Possible types of factual incorrectness:
• Misrepresentation: This involves presenting information in a way that is misleading or
gives a false impression. This could be done by exaggerating certain aspects, understating
others, or twisting facts to fit a particular narrative.
• Inaccurate Quantities or Measurements: Factual incorrectness can occur when precise
quantities, measurements, or statistics are misrepresented, whether by error or intent.
• False Attribution: Incorrectly attributing a statement, idea, or action to a person or
group is another form of factual incorrectness.
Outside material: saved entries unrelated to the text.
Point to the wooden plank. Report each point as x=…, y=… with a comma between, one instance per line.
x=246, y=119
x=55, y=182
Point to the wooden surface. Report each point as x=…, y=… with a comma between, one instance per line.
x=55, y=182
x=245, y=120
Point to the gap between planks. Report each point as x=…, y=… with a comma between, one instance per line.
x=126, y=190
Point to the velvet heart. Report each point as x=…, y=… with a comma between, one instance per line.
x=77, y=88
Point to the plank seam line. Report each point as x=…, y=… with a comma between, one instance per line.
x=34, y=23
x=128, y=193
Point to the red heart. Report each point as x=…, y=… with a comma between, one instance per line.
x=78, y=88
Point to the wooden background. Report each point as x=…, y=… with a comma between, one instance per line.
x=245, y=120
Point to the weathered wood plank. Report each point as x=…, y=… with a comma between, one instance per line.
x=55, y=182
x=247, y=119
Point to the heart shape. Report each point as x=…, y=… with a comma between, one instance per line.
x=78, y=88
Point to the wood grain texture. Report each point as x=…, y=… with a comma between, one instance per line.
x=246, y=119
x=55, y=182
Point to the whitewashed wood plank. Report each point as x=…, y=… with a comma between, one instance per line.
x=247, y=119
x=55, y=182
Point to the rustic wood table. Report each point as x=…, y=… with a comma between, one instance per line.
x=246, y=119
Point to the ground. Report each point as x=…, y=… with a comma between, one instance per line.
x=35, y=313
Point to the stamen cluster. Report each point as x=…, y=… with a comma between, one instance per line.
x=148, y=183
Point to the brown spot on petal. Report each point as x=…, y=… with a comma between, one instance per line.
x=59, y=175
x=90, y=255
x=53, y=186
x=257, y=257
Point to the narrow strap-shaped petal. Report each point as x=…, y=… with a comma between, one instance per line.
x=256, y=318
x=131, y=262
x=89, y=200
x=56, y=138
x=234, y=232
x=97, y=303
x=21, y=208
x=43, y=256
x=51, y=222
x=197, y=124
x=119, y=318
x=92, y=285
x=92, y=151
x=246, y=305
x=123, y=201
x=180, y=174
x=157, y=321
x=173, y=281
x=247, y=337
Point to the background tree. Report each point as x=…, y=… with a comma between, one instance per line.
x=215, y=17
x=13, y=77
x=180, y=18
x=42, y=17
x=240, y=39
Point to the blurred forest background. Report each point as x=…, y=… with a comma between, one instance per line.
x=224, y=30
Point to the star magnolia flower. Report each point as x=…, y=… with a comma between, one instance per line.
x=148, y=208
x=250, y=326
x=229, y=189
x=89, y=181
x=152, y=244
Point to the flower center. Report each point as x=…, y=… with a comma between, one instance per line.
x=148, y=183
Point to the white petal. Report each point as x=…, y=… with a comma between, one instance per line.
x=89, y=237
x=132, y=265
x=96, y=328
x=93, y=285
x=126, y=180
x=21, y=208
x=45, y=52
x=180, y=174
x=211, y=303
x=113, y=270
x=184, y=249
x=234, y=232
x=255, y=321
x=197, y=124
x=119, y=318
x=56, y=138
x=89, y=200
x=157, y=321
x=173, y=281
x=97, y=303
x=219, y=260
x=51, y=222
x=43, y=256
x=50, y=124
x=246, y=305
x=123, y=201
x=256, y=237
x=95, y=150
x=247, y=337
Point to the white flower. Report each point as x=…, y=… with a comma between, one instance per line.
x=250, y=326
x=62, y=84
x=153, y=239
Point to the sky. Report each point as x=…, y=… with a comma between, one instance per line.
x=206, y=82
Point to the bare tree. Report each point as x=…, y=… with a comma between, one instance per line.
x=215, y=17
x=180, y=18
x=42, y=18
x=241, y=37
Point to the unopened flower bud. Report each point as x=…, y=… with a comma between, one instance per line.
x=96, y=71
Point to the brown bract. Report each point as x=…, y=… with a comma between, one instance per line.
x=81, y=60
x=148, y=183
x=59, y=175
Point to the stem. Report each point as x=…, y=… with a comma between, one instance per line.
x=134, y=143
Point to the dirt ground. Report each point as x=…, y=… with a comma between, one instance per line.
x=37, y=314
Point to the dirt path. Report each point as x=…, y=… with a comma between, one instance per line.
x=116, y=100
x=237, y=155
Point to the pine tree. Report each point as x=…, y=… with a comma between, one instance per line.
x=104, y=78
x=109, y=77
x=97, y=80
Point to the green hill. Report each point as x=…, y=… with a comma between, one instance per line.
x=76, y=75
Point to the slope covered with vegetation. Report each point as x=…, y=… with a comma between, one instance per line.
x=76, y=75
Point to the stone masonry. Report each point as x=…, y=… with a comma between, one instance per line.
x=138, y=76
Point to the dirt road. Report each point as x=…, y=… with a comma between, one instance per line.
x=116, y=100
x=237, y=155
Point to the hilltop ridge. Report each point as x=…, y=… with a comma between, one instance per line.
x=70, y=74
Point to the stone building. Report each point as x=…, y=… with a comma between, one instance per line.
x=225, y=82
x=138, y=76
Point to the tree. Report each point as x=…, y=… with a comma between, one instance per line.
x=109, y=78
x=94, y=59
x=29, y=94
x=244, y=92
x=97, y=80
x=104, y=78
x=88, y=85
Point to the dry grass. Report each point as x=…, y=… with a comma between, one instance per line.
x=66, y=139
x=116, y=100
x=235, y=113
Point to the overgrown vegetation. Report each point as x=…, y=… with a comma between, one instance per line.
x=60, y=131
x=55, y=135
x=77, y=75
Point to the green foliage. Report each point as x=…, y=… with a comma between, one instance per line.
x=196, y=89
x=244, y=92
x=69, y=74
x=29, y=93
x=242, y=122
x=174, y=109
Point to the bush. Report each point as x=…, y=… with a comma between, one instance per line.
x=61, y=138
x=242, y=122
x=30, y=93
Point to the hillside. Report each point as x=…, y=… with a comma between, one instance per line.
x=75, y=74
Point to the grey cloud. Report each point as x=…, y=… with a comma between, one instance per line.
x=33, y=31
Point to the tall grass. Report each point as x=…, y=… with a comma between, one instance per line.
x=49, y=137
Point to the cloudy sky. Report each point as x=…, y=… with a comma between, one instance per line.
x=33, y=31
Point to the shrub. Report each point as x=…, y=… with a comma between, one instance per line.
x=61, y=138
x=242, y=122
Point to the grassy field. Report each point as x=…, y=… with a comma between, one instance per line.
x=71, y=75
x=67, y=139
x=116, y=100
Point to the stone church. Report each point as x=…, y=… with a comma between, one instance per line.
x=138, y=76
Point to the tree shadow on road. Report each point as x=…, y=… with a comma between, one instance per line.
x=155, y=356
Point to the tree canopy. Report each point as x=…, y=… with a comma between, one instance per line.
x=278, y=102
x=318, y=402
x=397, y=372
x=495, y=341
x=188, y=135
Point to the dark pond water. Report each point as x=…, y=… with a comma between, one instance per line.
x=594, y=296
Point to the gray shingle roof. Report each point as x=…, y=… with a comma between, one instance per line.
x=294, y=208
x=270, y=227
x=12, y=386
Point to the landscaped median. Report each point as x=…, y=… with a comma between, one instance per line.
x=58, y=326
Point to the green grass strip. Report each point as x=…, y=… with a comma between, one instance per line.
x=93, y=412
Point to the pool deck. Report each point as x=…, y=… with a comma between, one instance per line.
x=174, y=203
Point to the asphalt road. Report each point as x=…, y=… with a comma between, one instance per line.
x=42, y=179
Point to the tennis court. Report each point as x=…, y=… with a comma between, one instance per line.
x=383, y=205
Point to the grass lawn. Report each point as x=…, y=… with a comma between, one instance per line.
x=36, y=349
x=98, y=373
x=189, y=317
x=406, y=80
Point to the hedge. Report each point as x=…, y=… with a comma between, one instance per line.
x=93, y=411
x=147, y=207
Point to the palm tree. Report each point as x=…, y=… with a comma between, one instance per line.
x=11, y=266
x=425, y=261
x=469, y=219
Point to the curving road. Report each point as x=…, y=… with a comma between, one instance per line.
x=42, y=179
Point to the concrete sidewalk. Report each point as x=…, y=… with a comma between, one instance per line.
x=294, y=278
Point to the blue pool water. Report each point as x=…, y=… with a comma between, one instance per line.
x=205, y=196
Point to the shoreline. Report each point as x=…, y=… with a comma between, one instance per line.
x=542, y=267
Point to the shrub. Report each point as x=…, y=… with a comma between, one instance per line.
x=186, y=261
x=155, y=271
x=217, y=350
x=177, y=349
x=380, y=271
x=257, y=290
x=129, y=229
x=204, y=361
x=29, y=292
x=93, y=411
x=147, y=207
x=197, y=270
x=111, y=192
• Fabrication: Making up data, sources, or events is a severe form of factual incorrectness.
This involves creating “facts” that have no basis in reality.
5. Methodology
5.1. Why Prompting?
Prompting is a valuable approach to solving multilabel classification problems for several
reasons:
– Natural Language Bridge: Prompting allows the use of natural language to bridge the
gap between machine learning models and complex tasks without the need for extensive
reprogramming or model redesign. It essentially converts the classification task into a
text generation problem, which large language models are inherently good at solving.
– Transfer Learning: Through prompting, models that have been trained on vast datasets
can apply their learned knowledge to classify data across multiple labels. This transfer
learning is efficient because it leverages pre-existing knowledge without the need for
extensive additional training on specialized datasets.
– Flexibility: Prompt-based approaches are highly flexible and easily adapted to different
tasks and domains. This is particularly useful in multilabel classification, where the
relationships and distinctions between categories can be nuanced and context-dependent.
– Efficiency: Prompting can reduce the need for large annotated datasets that are typi-
cally required to train multi-label classifiers. By using prompts, models can often make
predictions without any examples(Zero-Shot classification).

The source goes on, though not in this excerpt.